- Marilla Township Marilla Township
- Coordinates: 44°22′30″N 85°53′25″W﻿ / ﻿44.37500°N 85.89028°W
- Country: United States
- State: Michigan
- County: Manistee

Area
- • Total: 35.62 sq mi (92.3 km^{2})
- • Land: 35.47 sq mi (91.9 km^{2})
- • Water: 0.15 sq mi (0.39 km^{2})
- Elevation: 1,050 ft (320 m)

Population (2020)
- • Total: 398
- • Density: 11.2/sq mi (4.3/km^{2})
- Time zone: UTC-5 (Eastern (EST))
- • Summer (DST): UTC-4 (EDT)
- ZIP codes: 49625 (Copemish) 49645 (Kaleva) 49668 (Mesick)
- FIPS code: 26-101-51580
- GNIS feature ID: 1626686
- Website: marillatownshipmi.gov

= Marilla Township, Michigan =

Marilla Township is a civil township of Manistee County in the U.S. state of Michigan. The population was 398 at the 2020 census.

==History==
The first settler in the area of the township was C. Churchill from New York state, who arrived in June 1866. The township was organized in 1869, having previously been part of Brown Township. It was named after the sister of one of the original members of the township board of supervisors.

== Communities ==
- Marilla is an unincorporated community near the center of the township at . A post office operated from October 1871 until June 1935. It was also a station on the Manistee and North-Eastern Railroad.
- Yates or Yates Corner was a rural post office in the northwest part of the township established in June 1884. The office was transferred and renamed Lemon Lake in April 1902. The office continued to operate until February 1904. Like Marilla, Lemon Lake was a station on the Manistee and North-Eastern Railroad.

==Geography==
According to the United States Census Bureau, the township has a total area of 35.6 sqmi, of which 0.2 sqmi, or 0.43%, are water. The Manistee River crosses the southeast corner of the township, flowing generally westerly toward Lake Michigan.

==Demographics==
As of the census of 2000, there were 362 people, 144 households, and 117 families residing in the township. The population density was 10.2 PD/sqmi. There were 222 housing units at an average density of 6.3 /sqmi. The racial makeup of the township was 96.96% White, 1.38% Native American, 0.55% from other races, and 1.10% from two or more races. Hispanic or Latino of any race were 0.83% of the population.

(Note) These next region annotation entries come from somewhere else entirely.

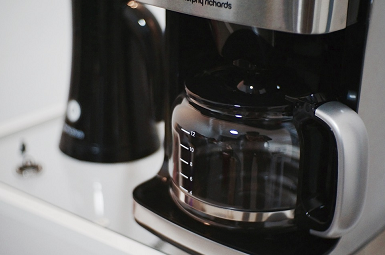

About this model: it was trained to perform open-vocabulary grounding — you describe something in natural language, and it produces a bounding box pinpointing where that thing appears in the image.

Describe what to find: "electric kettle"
[169,66,368,238]
[60,0,164,163]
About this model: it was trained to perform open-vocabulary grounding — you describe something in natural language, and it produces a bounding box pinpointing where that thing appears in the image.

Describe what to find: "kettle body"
[60,0,163,163]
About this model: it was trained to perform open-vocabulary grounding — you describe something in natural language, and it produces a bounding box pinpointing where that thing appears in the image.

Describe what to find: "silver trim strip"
[311,102,368,238]
[140,0,349,34]
[171,182,294,222]
[134,201,245,255]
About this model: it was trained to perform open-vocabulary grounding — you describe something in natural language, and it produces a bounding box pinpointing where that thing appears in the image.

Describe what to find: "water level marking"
[179,186,188,193]
[180,158,189,165]
[181,128,190,134]
[180,144,190,150]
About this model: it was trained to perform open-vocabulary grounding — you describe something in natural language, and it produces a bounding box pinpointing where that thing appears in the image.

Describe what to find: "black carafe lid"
[60,0,161,163]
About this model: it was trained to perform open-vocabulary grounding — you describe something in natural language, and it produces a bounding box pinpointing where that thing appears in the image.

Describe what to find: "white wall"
[0,0,72,136]
[0,0,164,137]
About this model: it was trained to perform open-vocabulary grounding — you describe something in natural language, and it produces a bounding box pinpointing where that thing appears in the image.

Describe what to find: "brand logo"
[184,0,232,10]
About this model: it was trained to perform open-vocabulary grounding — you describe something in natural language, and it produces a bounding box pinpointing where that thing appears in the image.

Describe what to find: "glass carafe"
[169,68,366,235]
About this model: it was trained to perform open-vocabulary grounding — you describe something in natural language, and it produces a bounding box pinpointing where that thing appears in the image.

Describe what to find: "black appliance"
[134,0,370,254]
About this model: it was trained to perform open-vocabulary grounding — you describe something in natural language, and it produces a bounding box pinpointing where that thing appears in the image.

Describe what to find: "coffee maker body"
[134,0,381,254]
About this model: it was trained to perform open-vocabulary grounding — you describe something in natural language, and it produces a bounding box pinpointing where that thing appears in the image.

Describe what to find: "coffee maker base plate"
[133,176,339,255]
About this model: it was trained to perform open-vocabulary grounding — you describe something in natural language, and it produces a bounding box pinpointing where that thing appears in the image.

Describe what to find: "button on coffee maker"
[134,0,369,254]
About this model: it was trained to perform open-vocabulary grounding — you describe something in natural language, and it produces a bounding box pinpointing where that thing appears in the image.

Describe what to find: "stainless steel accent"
[140,0,354,34]
[311,102,368,238]
[171,182,294,222]
[134,201,245,255]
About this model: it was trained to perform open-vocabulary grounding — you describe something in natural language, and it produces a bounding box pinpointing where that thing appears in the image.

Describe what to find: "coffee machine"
[134,0,385,254]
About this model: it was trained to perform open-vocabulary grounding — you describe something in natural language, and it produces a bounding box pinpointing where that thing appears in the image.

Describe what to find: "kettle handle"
[310,101,368,238]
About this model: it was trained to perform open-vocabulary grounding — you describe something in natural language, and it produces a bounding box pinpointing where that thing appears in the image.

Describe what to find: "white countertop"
[0,118,183,254]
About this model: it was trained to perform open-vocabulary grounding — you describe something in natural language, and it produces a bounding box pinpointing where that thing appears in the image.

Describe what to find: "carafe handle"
[310,101,368,238]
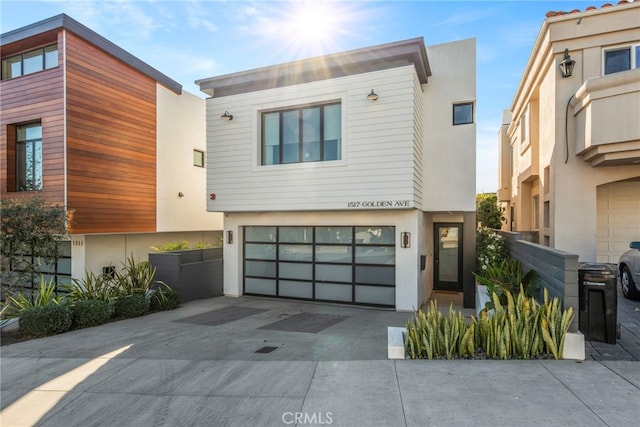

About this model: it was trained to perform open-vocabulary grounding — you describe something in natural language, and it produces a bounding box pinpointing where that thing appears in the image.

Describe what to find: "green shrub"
[405,301,475,359]
[63,271,117,302]
[71,299,111,328]
[476,227,509,274]
[113,293,149,319]
[150,241,216,252]
[150,283,182,311]
[474,259,540,309]
[113,255,156,296]
[0,276,64,319]
[20,303,72,337]
[405,289,574,359]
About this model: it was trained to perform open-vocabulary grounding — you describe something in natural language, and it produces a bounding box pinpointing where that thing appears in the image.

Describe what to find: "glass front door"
[433,224,462,292]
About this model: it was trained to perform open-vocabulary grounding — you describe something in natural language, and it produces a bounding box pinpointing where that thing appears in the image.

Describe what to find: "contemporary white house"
[498,1,640,263]
[196,38,476,310]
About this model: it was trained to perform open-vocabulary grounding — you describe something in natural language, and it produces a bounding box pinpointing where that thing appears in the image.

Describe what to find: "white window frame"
[193,148,206,168]
[451,101,476,126]
[602,43,640,76]
[2,43,59,80]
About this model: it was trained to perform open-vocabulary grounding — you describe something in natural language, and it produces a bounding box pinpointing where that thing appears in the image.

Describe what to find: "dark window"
[16,122,42,191]
[193,150,204,168]
[453,102,473,125]
[604,48,631,74]
[262,103,342,165]
[2,44,58,80]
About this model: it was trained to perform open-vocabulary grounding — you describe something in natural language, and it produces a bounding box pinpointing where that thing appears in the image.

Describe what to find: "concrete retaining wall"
[499,231,579,331]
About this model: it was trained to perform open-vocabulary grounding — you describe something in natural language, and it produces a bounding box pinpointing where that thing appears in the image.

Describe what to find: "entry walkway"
[0,297,640,427]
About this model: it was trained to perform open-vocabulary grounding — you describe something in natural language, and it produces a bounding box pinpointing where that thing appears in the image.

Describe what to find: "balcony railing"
[568,69,640,166]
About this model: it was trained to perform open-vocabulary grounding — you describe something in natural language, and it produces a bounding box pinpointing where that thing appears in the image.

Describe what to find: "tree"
[476,193,505,229]
[0,195,66,289]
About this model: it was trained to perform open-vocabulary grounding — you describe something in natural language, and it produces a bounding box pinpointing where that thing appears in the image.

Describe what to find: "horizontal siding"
[67,33,156,233]
[0,44,64,204]
[207,66,419,211]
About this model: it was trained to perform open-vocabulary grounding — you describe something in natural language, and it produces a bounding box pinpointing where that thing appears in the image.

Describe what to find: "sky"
[0,0,600,193]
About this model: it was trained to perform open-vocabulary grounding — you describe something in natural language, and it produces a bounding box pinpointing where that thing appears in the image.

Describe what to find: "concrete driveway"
[0,297,640,427]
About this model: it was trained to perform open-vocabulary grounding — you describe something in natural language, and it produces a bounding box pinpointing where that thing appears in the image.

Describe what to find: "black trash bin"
[578,263,618,344]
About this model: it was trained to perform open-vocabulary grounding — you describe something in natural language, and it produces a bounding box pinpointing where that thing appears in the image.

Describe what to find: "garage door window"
[244,226,395,307]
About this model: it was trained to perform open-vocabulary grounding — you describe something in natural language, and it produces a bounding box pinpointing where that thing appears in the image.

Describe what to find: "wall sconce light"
[560,49,576,77]
[400,231,411,248]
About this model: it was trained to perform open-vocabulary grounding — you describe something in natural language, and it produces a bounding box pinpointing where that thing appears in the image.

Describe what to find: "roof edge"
[0,13,182,95]
[195,37,431,96]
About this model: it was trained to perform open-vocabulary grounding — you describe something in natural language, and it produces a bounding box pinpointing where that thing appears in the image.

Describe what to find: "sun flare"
[290,2,337,43]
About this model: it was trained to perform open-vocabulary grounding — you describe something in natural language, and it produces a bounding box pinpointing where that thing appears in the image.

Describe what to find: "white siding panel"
[207,66,422,212]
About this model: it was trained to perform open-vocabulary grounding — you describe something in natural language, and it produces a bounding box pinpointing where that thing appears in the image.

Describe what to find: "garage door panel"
[356,286,396,304]
[278,280,313,299]
[316,283,353,302]
[316,264,353,283]
[596,181,640,263]
[244,277,276,296]
[243,226,396,306]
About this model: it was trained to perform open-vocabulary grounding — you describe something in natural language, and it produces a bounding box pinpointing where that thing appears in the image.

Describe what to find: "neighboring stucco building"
[498,1,640,263]
[0,14,222,286]
[196,38,476,310]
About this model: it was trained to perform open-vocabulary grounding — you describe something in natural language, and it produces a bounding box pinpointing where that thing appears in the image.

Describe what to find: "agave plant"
[0,276,65,319]
[63,271,116,302]
[114,255,156,296]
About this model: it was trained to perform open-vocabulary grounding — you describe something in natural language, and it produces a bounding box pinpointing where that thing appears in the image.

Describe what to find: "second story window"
[16,122,42,191]
[2,44,58,80]
[453,102,473,125]
[193,149,204,168]
[604,45,640,74]
[261,103,342,165]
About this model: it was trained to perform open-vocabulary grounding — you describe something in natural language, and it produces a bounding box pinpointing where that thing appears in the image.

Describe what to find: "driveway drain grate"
[255,347,278,353]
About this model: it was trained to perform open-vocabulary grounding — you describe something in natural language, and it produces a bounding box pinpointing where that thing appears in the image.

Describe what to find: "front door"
[433,223,462,292]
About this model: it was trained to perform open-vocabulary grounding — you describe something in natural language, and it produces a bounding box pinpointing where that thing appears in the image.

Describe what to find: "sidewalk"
[0,297,640,427]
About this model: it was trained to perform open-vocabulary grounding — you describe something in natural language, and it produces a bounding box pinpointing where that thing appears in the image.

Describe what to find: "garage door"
[243,226,395,307]
[597,180,640,263]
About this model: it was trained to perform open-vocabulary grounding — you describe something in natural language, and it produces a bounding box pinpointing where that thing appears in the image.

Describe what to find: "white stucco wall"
[423,39,477,211]
[156,85,222,232]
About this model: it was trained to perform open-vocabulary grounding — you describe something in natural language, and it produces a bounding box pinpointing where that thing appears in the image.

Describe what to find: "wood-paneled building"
[0,14,222,277]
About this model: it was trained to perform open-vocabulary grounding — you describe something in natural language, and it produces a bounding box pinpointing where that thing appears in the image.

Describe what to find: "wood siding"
[66,32,156,233]
[207,65,422,212]
[0,33,64,205]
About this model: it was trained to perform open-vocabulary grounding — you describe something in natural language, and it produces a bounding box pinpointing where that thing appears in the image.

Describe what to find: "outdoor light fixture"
[400,231,411,248]
[560,49,576,77]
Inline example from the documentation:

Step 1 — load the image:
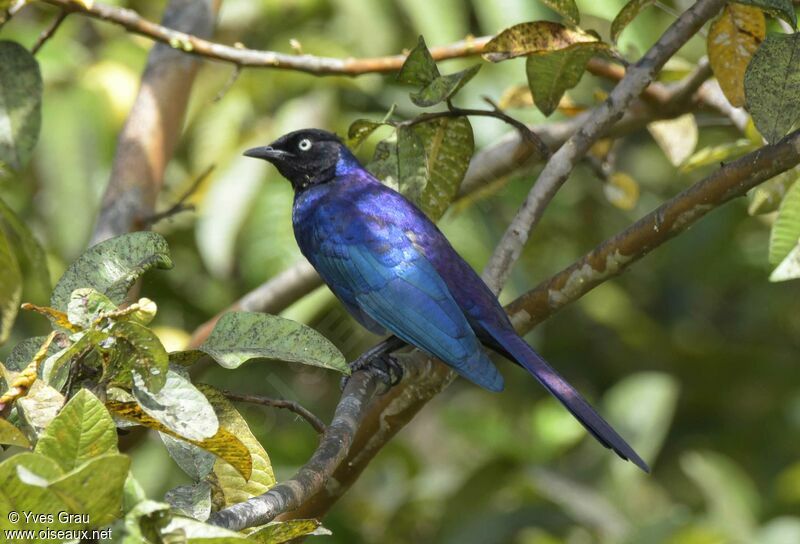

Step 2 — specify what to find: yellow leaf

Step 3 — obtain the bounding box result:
[106,400,253,480]
[707,4,767,108]
[197,384,276,508]
[483,21,608,62]
[647,113,698,166]
[603,172,639,210]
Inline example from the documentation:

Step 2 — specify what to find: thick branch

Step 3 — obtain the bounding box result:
[506,131,800,332]
[88,0,221,244]
[209,372,377,530]
[190,62,724,347]
[484,0,725,292]
[274,131,800,523]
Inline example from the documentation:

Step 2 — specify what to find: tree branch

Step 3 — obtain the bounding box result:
[208,371,378,530]
[222,391,325,434]
[40,0,700,107]
[211,0,736,529]
[31,9,69,55]
[88,0,221,245]
[484,0,725,292]
[506,131,800,332]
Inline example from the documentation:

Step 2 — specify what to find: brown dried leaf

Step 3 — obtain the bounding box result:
[106,400,253,480]
[707,4,767,108]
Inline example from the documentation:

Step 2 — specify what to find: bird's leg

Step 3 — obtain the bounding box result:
[342,336,406,387]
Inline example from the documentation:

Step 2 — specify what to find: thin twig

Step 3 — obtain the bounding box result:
[142,164,217,226]
[31,9,69,55]
[222,390,326,434]
[406,100,550,158]
[90,0,220,245]
[484,0,725,292]
[212,64,242,102]
[506,127,800,332]
[208,371,378,530]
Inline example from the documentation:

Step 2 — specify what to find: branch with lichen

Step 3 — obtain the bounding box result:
[89,0,221,245]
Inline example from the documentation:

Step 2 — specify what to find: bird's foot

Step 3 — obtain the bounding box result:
[341,353,403,389]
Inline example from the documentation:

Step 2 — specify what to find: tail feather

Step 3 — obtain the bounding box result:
[495,334,650,472]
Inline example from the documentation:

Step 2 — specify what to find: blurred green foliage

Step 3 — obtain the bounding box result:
[0,0,800,544]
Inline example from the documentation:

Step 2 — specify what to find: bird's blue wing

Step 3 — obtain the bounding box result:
[314,226,503,391]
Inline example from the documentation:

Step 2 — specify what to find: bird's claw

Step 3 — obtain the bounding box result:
[341,354,403,389]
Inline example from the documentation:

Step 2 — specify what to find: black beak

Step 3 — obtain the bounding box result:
[243,145,290,162]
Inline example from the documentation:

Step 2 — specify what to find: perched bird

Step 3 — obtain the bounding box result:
[245,129,649,472]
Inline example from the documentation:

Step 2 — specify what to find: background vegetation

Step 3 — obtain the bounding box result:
[0,0,800,544]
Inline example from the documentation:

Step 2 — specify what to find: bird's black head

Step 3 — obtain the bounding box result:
[244,128,355,191]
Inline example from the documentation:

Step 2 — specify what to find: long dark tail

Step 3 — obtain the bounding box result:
[495,331,650,472]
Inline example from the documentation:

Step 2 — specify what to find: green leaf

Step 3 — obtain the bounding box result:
[199,312,350,374]
[611,0,656,43]
[413,117,475,221]
[106,401,253,478]
[0,40,42,170]
[0,418,31,448]
[747,168,798,215]
[15,380,64,436]
[0,198,50,302]
[247,519,330,544]
[483,21,608,62]
[347,119,385,147]
[525,44,602,116]
[736,0,797,29]
[48,453,131,527]
[367,132,399,189]
[122,472,147,514]
[198,385,275,506]
[0,227,22,345]
[159,433,217,481]
[132,370,219,441]
[604,372,679,466]
[164,482,211,521]
[744,33,800,144]
[397,36,439,87]
[680,139,758,172]
[410,64,481,108]
[680,451,760,540]
[769,243,800,281]
[108,321,169,392]
[393,125,428,202]
[39,330,106,390]
[67,287,117,329]
[539,0,581,25]
[0,452,64,530]
[6,336,59,375]
[0,453,130,529]
[35,389,117,472]
[647,113,699,166]
[162,516,247,544]
[122,500,172,544]
[768,177,800,264]
[50,232,172,311]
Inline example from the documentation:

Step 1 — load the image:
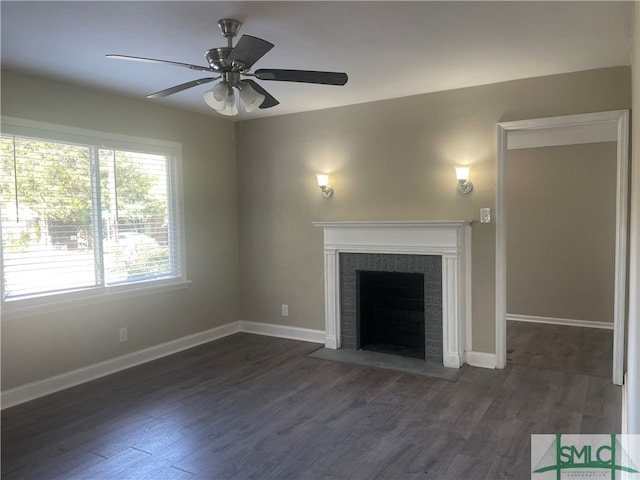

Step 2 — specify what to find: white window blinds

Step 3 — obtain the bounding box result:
[0,117,184,301]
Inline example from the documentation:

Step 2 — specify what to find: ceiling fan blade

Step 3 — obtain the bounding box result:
[105,53,215,72]
[227,35,273,69]
[242,79,280,109]
[147,77,220,98]
[255,68,349,85]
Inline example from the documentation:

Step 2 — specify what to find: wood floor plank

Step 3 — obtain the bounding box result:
[1,334,621,480]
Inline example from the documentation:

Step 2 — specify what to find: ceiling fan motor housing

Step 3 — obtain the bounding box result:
[204,47,233,71]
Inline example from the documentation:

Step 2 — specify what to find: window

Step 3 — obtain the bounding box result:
[0,118,185,305]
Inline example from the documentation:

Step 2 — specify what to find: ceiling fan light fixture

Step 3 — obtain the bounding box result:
[239,82,265,113]
[215,88,240,117]
[202,82,228,111]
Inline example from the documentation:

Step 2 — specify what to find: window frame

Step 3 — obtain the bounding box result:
[0,115,191,320]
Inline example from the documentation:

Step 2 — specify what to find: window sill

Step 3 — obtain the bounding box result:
[2,280,191,321]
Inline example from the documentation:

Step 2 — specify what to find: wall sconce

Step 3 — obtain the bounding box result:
[316,173,333,198]
[456,167,473,195]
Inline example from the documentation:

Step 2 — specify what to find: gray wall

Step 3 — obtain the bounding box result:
[2,71,238,390]
[506,142,617,322]
[237,67,631,352]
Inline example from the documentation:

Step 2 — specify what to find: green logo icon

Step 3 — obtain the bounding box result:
[531,434,640,480]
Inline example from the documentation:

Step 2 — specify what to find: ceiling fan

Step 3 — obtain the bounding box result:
[107,18,348,115]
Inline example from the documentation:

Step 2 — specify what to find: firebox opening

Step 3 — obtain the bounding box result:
[356,270,425,360]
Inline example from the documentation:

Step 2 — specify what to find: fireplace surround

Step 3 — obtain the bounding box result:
[314,221,471,368]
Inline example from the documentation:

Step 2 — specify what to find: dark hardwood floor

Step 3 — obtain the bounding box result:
[507,321,613,378]
[2,334,620,480]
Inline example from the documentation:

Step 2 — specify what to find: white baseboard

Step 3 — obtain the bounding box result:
[466,352,496,368]
[5,320,496,409]
[0,321,324,409]
[0,322,240,409]
[506,313,613,330]
[238,320,325,343]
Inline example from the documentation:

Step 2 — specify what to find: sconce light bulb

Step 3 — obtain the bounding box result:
[316,173,329,187]
[456,167,473,195]
[316,173,333,198]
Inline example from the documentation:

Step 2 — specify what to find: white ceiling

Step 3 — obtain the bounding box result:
[0,1,632,118]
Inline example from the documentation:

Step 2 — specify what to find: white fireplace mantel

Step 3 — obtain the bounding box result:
[314,220,471,368]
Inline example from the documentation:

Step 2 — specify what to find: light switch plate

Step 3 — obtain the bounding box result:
[480,208,491,223]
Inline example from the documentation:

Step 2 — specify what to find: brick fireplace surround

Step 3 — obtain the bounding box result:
[315,221,471,368]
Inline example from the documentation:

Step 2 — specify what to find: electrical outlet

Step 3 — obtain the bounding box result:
[480,208,491,223]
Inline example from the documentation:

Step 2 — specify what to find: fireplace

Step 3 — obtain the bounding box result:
[339,252,442,363]
[356,270,425,360]
[316,221,471,368]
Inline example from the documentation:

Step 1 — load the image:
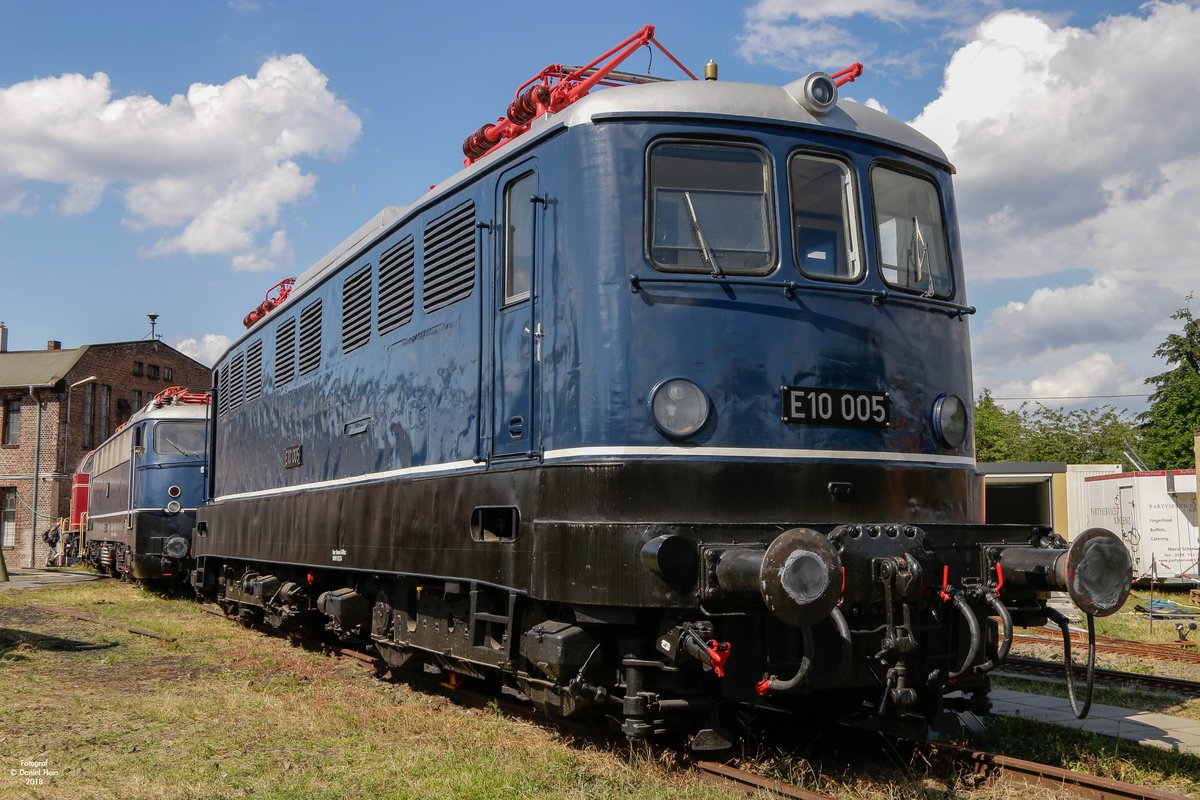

There were 144 households, out of which 27.1% had children under the age of 18 living with them, 69.4% were married couples living together, 7.6% had a female householder with no husband present, and 18.8% were non-families. 13.9% of all households were made up of individuals, and 7.6% had someone living alone who was 65 years of age or older. The average household size was 2.51 and the average family size was 2.75.

In the township the population was spread out, with 22.4% under the age of 18, 5.2% from 18 to 24, 22.9% from 25 to 44, 34.0% from 45 to 64, and 15.5% who were 65 years of age or older. The median age was 45 years. For every 100 females, there were 100.0 males. For every 100 females age 18 and over, there were 95.1 males.

The median income for a household in the township was $40,000, and the median income for a family was $40,341. Males had a median income of $34,375 versus $21,250 for females. The per capita income for the township was $17,643. About 6.2% of families and 5.8% of the population were below the poverty line, including none of those under age 18 and 14.8% of those age 65 or over.